I visited 24 services last week in both England and Wales. I was very impressed when I went to Cwrt-y-Bella in Wales to meet a young man that we support who is currently training to be a football referee. I was also very impressed when I went to Hillview in Surrey to speak to another young man who told me very proudly how he is starting voluntary work as a youth worker. At the moment, as I go around CMG services, I am reminding staff about how essential it is to have good communication with families. This is following a complaint we had from a parent where a member of staff communicated poorly and unintentionally gave the impression that the woman’s son had gone missing, causing a great deal of unnecessary distress. I was very pleased, but not surprised, to be shown the “communication with families” file at Kings Road, one of our two outstanding rated services. Every person we support has a written communication agreement with their family as to how they would like to be kept informed about developments with their next of kin and every single contact that is made with the next of kin is recorded thoroughly. This is an excellent example of good practice and one I would encourage all our services to meet.
I have also been looking at daily diaries as I have been going around services as they are a really good way of seeing what kind of life the people we support are having. Some of them are recorded in a very comprehensive way and you very clearly see people having a great quality of life with a strong emphasis on promoting independence. Others are too brief and don’t fully reflect the lives of the people being supported. Daily diaries are key to evidencing what we do with the people we support and it is essential that they are filled in thoroughly.
I was invited to attend a workshop by a local authority which is actively promoting de-registration of residential care. The presentation they gave clearly indicated a preference for supported living over residential care and implied that residential care is the poor relation of supported living.
In CMG, we run both residential care services and supported living. I think there are some myths about supported living and I would like to take this opportunity to challenge them. Yes, supported living is better than residential care because people we support have greater security of tenure and also have more disposable income. However, when it comes down to quality of life, in my experience it is far more important how competent the manager of the service is than what the label says over the door. We have taken over supported living services when we have won tenders in the past and the quality of some of them have been pretty dreadful; so the assumption that supported living is always better than residential has to be challenged.
There are also downsides to supported living which never seem to get discussed. I would like to highlight two of those:
• Most providers (CMG is an exception) register supported living as domiciliary care. This means that one registered office, that potentially oversees 20 or more services, is registered and inspected by CQC. This is different to residential care where every individual service is registered. The effect of this is that supported living services get far less regulatory scrutiny than residential care homes.
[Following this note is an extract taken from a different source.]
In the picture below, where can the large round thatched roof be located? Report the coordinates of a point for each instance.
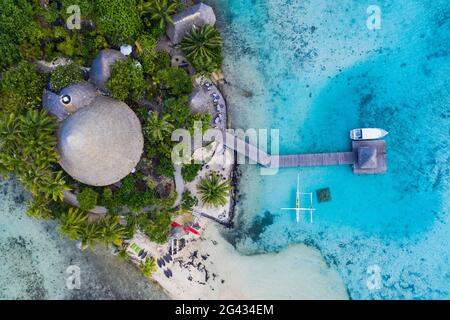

• A lot of supported living services involve service users being tenants of housing associations with a separate care provider. With some exceptions, housing associations generally have a pretty poor track record of maintaining property. In CMG, we have our own maintenance team which maintain properties that we own. They are far more responsive at fixing and repairing things than the majority of housing associations we work with; at the end of the day, we employ the maintenance team and can direct them accordingly. We can’t do the same with an independent housing provider .
As you know, we have two outstanding rated services in CMG; Kings Road in Hampshire, which is a residential home, and The Ridgeway in Essex, which is supported living. They are both fantastic services and in my opinion equally good. One is not better than the other because it is supported living.
I appreciate that there are financial incentives for local authorities to promote supported living, particularly access to housing benefit. However, at the end of the day, the money does still come from the public purse. I do wonder how often the people who set the policy that supported living is somehow far superior to residential care ever actually go into services and see what’s going on.